Тем временем публика стремительно прибывала.
— Сестры Воскобойниковы, — показывал жене Досифей Петрович. — Подруги царицы.
— А там? — Анна Николаевна спрашивала. — В синем полуфраке?
— С золочеными пуговицами?.. Тимашев, управляющий Государственным банком.
— А этот?
— В американских ботинках?.. Князь Друцкий-Соколинский.
— Мужик, сморкается на пол, в медалях?
— Песков. Государев кучер.
— А с заячьей губой?
— Князь Витгенштейн, родственник Гогенцоллернов.
Народу становилось все больше. Мелькали золоченые мундиры, ордена, ленты, страусовые перья в прическах дам. Слишком элегантно одетые евреи громко, преувеличенно чистым русским языком, говорили умные вещи.
— Гинцбург, Соловейчик, Манус, Каминка, — морщился Досифей Петрович. — Все миллионщики.
— Смотри, — Анна Николаевна дернула мужнин рукав. — У киоска… экий выродок!
Смутный господин стоял: щеки втянуты, на шее кадык, по щекам тропинки баков, форменный сюртук, пуговки с орлами, ничего примечательного.
— Отчего выродок? — не понял Досифей Петрович. — Философов. Министр торговли.
Словно услышав, господин вздрогнул и пошел прямо на них, будто бы так и следовало.
Растерявшийся Досифей Петрович, еще какие-то люди, стоявшие на его пути, оказались раздвинутыми на стороны, а камердинер Арбузов и вовсе лежащим на полу, взвизгнула баронесса Икскуль, и стало тихо.

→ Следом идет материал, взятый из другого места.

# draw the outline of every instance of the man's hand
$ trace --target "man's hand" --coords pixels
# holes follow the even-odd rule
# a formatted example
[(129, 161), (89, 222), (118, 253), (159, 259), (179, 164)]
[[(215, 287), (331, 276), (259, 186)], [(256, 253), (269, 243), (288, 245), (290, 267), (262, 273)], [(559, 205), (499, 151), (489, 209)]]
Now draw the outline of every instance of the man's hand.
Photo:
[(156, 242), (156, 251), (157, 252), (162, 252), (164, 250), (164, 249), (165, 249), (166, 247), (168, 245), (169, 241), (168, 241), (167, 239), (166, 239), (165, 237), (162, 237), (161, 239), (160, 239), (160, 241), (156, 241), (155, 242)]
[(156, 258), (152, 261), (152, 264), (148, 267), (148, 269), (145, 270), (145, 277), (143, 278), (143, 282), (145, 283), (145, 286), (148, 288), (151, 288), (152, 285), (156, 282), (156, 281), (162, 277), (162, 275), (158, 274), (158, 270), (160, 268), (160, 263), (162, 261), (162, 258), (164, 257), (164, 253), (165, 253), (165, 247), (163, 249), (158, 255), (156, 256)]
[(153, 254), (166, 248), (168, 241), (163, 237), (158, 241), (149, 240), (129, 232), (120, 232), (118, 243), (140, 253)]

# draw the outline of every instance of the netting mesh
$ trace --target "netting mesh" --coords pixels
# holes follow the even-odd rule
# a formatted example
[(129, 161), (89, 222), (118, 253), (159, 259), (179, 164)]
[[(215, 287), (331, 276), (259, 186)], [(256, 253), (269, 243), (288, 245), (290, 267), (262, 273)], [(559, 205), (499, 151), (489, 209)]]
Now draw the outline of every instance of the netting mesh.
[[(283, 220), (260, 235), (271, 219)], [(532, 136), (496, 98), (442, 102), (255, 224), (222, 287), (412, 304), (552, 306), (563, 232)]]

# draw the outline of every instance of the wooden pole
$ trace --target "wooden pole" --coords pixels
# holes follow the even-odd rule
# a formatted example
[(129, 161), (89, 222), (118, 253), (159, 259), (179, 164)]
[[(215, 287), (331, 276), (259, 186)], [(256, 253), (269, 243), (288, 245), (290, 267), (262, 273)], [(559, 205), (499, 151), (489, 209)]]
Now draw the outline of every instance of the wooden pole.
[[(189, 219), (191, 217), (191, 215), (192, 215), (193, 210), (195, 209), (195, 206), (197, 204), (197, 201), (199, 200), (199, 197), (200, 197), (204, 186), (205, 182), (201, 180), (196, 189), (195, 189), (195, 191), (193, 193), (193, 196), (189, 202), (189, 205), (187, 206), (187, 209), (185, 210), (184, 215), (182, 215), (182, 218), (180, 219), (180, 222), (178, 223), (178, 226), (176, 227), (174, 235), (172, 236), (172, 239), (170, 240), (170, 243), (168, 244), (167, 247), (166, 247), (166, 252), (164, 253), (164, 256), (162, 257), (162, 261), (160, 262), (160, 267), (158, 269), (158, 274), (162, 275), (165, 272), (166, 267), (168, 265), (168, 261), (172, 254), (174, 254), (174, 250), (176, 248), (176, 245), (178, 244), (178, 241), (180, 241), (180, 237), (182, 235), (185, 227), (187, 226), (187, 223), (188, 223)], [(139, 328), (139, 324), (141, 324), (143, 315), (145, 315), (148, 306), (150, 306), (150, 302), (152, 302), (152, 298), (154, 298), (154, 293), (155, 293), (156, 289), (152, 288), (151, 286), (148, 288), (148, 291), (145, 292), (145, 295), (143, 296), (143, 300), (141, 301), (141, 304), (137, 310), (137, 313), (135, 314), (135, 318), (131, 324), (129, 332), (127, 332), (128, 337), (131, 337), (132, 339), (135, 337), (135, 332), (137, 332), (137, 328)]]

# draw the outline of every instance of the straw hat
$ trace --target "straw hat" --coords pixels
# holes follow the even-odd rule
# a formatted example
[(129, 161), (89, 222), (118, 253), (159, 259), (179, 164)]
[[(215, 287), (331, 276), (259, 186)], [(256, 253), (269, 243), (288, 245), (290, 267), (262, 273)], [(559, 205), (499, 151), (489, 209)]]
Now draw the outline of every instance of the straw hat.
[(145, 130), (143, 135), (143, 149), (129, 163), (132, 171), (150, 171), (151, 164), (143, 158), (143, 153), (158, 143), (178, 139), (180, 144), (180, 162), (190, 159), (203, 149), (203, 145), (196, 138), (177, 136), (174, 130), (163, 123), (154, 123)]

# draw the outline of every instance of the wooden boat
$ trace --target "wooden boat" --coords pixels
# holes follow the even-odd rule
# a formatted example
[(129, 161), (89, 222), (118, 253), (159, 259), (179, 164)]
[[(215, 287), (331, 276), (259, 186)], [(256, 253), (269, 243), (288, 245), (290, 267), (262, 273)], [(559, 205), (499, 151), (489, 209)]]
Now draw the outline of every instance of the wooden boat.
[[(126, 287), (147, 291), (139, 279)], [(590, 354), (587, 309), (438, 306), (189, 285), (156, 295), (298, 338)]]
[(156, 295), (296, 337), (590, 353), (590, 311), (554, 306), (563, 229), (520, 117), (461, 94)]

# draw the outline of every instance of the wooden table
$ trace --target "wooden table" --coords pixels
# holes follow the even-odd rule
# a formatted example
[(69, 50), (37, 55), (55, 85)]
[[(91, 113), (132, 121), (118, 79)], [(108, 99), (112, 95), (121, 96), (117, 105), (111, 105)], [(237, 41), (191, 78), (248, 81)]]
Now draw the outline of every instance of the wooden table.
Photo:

— Вы? — смутный подошел вплотную к Анне Николаевне. — Ты?! — Он провел по ней пальцем. — Явилась? По мою душу?! Я знал, я чувствовал!.. «Пойду ль, выйду ль я!» — запел он ужасным голосом. — «Люли-люли, стояла!» — тут же он согнулся в каком-то пароксизме, и его лицо перечеркнула отвратительная гримаса. — Ох! Ох! Ох!
Анна Николаевна вдруг почувствовала себя большой… очень большой, в чем-то даже великой, могучей, необъятной. Со страшной высоты наблюдала она копошившегося у ее подошв ничтожного червя.
— Ох! Ох! — прижав руки к животу, Философов шел прочь от нее меж расступившихся безмолвных мундиров и перьев. — Ох! Ох! Ох!
Опомнившийся Досифей Петрович подставил руки — непременно, мелькнуло у него, Анна Николаевна упадет сейчас в обморок — не дожидаясь момента, он подхватил ее и удержал на весу. Произошедшее отнимало охоту еще продолжать этот вечер. Быстро он вынес ее из залы.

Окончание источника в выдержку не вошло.